Crystal structure, oxygen content and conductivity of Sr1-xGdxCoO3-δ

Abstract

Solid solutions Sr1–xGdxCoO3–δ (0.0≤x ≤ 0.4) were synthesized through a glycerol-nitrate technique. The final anneals were performed at 1100 °C in air for 120 h. All the samples were slowly cooled to room temperature at a rate of about 100 °C/h; alternatively, they were quenched to room temperature at a cooling rate of about 500°/min. The structural parameters of all the samples were refined via Rietveld analysis.

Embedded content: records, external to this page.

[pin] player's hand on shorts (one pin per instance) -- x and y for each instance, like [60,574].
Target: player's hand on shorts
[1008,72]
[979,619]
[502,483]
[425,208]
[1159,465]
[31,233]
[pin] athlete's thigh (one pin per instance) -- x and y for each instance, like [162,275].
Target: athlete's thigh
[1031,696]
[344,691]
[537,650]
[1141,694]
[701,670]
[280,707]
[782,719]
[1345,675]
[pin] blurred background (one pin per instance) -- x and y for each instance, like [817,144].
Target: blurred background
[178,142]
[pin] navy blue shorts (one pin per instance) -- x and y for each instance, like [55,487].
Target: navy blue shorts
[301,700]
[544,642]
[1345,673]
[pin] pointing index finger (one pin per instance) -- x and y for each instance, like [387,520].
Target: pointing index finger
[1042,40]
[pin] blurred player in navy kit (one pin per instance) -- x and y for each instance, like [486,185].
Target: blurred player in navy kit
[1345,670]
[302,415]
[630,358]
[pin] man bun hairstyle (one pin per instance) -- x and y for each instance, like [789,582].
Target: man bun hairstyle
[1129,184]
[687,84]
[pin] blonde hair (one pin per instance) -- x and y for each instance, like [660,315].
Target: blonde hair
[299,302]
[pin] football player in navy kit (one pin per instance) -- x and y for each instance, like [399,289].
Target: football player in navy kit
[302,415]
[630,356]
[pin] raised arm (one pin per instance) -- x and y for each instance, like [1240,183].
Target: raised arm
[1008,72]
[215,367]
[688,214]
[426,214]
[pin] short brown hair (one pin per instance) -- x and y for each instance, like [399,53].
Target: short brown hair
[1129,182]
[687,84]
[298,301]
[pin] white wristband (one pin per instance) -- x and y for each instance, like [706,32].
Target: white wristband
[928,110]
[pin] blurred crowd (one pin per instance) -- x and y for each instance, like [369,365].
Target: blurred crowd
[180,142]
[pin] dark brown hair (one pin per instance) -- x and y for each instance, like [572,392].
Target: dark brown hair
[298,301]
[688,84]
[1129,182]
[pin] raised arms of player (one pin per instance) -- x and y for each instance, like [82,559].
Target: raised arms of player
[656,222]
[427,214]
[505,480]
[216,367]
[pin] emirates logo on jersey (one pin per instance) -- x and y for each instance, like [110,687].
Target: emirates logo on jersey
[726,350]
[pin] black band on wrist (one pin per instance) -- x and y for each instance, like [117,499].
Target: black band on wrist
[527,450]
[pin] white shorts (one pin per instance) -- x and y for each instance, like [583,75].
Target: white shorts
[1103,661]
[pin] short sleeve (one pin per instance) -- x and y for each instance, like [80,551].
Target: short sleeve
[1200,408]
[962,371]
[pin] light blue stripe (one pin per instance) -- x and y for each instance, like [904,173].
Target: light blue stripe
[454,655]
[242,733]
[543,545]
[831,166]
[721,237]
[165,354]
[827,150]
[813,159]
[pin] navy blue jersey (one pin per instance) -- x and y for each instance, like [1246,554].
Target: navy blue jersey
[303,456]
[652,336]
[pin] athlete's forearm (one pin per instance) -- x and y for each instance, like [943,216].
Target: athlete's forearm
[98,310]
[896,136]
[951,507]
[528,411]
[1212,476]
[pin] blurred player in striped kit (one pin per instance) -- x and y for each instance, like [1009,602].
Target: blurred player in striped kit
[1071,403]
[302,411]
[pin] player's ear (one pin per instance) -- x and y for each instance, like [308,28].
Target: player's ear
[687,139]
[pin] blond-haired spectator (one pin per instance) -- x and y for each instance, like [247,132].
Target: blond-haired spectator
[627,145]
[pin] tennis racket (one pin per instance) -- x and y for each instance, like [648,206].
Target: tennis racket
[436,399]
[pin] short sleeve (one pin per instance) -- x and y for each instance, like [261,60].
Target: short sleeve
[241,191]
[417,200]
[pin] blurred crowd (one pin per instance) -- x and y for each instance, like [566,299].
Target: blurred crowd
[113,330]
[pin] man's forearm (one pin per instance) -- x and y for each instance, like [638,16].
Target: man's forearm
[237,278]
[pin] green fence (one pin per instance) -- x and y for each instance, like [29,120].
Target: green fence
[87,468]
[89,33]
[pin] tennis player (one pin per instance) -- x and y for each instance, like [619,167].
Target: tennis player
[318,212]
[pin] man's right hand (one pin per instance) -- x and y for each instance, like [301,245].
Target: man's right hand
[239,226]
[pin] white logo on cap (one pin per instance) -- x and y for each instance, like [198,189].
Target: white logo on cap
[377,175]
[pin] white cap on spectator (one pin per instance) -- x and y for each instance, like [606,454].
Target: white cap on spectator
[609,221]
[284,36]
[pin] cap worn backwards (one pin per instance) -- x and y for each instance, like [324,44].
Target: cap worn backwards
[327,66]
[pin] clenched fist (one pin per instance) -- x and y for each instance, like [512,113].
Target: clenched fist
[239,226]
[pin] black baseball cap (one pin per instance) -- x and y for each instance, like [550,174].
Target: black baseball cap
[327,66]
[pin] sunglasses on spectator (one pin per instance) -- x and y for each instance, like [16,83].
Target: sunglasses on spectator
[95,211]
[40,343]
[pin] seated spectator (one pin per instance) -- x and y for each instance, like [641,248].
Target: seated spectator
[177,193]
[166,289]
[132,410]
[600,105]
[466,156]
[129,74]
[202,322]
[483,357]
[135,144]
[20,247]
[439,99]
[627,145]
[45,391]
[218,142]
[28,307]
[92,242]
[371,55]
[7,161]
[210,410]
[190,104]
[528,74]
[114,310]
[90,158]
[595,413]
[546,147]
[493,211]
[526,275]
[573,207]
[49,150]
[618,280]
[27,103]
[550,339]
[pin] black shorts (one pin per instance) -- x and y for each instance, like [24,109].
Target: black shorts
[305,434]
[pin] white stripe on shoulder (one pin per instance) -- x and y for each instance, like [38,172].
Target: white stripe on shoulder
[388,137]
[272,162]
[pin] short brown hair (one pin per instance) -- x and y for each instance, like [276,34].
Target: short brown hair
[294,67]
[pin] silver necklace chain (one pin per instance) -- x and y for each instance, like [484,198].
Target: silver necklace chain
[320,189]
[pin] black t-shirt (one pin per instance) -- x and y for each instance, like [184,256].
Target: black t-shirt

All the single-phase oxides slowly cooled to room temperature in air possess a tetragonal 2ap × 2ap × 4ap superstructure (sp. gr. I4/mmm). Only Sr0.9Gd0.1CoO3–δ undergoes a complete order-disorder type phase transition: heating it up to 1100 °C in air transforms it from an ordered tetragonal 2ap × 2ap × 4ap structure to a disordered cubic structure. The super-structural lines for Sr0.9Gd0.1CoO3–δ noticeably decreased at 1100 °C, but are still present in the XRD pattern. The structure of Sr1–xGdxCoO3–δ with x = 0.3 and 0.4 at 1100 °C remains almost unchanged. The oxygen content in Sr1–xGdxCoO3–δ at room temperature ranges from δ = 2.57 in the sample with x = 0.1 to δ = 2.75 in the sample with x = 0.4. The variations in oxygen content, electrical conductivity and the Seebeck coefficient in the Sr1–xGdxCoO3–δ oxides were measured in air versus temperature. The temperature dependences of conductivity for Sr1-xGdxCoO3-δ exhibit maximum (~550 S/cm) at 300–400 °C. The conductivity values depend weakly on the Gd content in Sr1–xGdxCoO3–δ. The temperature dependences of the Seebeck coefficient (S) for all oxides are represented by smooth curves with minimum. The positive S values at room temperature (12–36 μV/K) decreased down to zero or even tiny negative values (– 3 μV/K) as the temperate rose within the range of 300–800 °C and they then rose slightly to 2–14 μV/K at 1100 °C.